Additional sources of bias related to pancreatic cancer biomarker development have emerged in recent years. For example, the presence of obstructive jaundice, whether the result of cancer or from benign causes is associated with higher levels of certain blood proteins.5–7 The significance of this finding is that obstructive jaundice may place the validity of biomarker data at risk. Essentially, it was observed that the presence of obstructive jaundice in patients with PDAC increased the sensitivity of candidate biomarkers for the detection of PDAC over controls and thereby contributed false-positive findings.5 Understanding comorbidities and how they affect the performance of biomarkers is also important. Some 45% to 65% of patients with PDAC have PDAC-associated diabetes mellitus.8 This condition may contribute to the heterogeneity in performance of candidate biomarkers.9 If diabetes mellitus is not taken into consideration, then potentially valuable markers may be dismissed, even though they may facilitate the detection of a subset of patients with PDAC, such as those with diabetes or those without diabetes.

Undoubtedly, one of the greatest biomarker-related challenges in this field is finding biomarkers that accurately distinguish PDAC from other diseases of the pancreas, where overlapping signs and symptoms make differential clinical diagnosis difficult. Indeed, many promising candidate biomarkers, which are excellent at differentiating healthy individuals from patients with PDAC, show disappointing specificity when challenged to discriminate patients with PDAC from patients with chronic pancreatitis (CP). Although some small-scale studies have shown promise, the general performance of biomarkers including that of the gold standard cancer antigen 19-9 (CA19-9) in differentiating PDAC from CP is modest, and improvements are needed. In this issue, Mayerle, Lerch and colleagues describe a breakthrough in this respect, with the identification of a metabolite-based biomarker signature which distinguishes PDAC from CP with much greater accuracy than is achieved by CA19-9 alone.

Metabolomics, the study of metabolites or ‘chemical fingerprints’ related to specific cellular processes, is emerging as a formidable means of detecting disease-induced alterations in metabolism. In this issue, Mayerle and coworkers10 describe global analysis of blood metabolites including lipids to find candidate metabolites that distinguish PDAC from CP. The study was designed to accurately exclude suspected pancreatic cancer in patients with CP, with emphasis placed on optimising the negative predictive value (NPV).

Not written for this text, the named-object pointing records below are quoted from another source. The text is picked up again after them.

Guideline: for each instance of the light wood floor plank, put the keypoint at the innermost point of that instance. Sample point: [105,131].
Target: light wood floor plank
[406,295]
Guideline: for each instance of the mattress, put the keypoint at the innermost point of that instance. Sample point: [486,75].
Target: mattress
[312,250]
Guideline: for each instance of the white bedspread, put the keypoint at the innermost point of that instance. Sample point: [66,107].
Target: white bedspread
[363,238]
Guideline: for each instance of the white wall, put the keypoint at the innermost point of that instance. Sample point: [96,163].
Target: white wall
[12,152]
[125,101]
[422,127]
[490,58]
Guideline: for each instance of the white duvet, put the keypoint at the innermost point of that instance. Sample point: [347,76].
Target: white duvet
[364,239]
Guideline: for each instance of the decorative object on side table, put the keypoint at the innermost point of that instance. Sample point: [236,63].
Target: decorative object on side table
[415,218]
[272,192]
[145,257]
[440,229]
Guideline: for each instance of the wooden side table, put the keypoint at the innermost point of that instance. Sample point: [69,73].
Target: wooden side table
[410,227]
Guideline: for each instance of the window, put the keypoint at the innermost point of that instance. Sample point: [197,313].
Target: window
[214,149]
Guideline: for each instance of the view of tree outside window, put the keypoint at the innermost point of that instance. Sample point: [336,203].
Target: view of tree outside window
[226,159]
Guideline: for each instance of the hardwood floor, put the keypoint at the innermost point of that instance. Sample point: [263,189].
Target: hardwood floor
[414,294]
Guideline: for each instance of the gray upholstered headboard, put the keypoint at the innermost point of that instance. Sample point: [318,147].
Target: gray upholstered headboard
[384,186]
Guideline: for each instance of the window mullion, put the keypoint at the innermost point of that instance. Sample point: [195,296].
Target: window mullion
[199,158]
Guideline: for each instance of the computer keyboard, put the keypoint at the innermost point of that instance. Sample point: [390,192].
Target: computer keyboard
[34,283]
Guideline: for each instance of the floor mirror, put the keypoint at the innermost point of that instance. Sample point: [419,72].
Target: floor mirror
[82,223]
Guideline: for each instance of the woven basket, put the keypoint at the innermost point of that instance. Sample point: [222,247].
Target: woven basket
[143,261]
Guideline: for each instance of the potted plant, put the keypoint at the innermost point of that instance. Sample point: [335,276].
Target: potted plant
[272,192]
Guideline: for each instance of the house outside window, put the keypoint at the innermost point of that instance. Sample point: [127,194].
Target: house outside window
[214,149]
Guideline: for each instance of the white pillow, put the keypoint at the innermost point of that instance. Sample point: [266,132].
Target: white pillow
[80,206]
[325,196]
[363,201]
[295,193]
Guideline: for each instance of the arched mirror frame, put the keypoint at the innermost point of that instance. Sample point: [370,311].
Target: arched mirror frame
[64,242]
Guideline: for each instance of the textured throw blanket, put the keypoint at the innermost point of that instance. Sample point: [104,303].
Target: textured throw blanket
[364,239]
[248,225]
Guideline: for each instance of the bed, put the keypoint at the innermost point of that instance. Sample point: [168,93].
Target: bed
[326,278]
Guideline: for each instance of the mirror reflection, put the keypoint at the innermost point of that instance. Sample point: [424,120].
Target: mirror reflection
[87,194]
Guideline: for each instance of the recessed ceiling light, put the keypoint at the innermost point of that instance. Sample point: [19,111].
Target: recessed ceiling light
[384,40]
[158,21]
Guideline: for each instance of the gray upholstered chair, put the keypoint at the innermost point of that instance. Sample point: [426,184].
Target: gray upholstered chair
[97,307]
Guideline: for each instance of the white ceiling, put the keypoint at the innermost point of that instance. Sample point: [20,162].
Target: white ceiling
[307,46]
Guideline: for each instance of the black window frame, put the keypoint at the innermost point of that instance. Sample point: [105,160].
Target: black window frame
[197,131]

An impressive 914 subjects were recruited from three German centres and samples were divided into exploratory, training and test sets. Gas chromatography–mass spectrometry and liquid chromatography–tandem mass spectrometry were undertaken to generate metabolomic profiles of serum or plasma. This led to the identification of 477 metabolites which fell into 10 ontology classes, the majority belonging to lipids, fatty acids and related metabolites. A total of 29 metabolites were significantly altered between PDAC and CP in serum and plasma of the training set. Subsequently, an Elastic Net algorithm, applied to plasma samples from the training set of 158 subjects (n=78 PDAC; n=80 CP) identified nine metabolite signature plus CA19-9 which, in the training set, achieved an impressive area under the receiver operating characteristic curve of 0.96 in discriminating PDAC from CP. The NPV was 99.9%, assuming a cumulative incidence of 1.95% of PDAC in the CP population. The performance of the biomarker signature was similarly effective in an independent test set of plasma samples with a resultant NPV of 99.8%. Reassuringly, when the biomarker panel was challenged to discriminate resectable pancreatic cancer from CP, it did so with high accuracy in both training and test sets. Thus, the biomarker signature is effective at a time point in the disease pathway when surgical intervention is an effective treatment option.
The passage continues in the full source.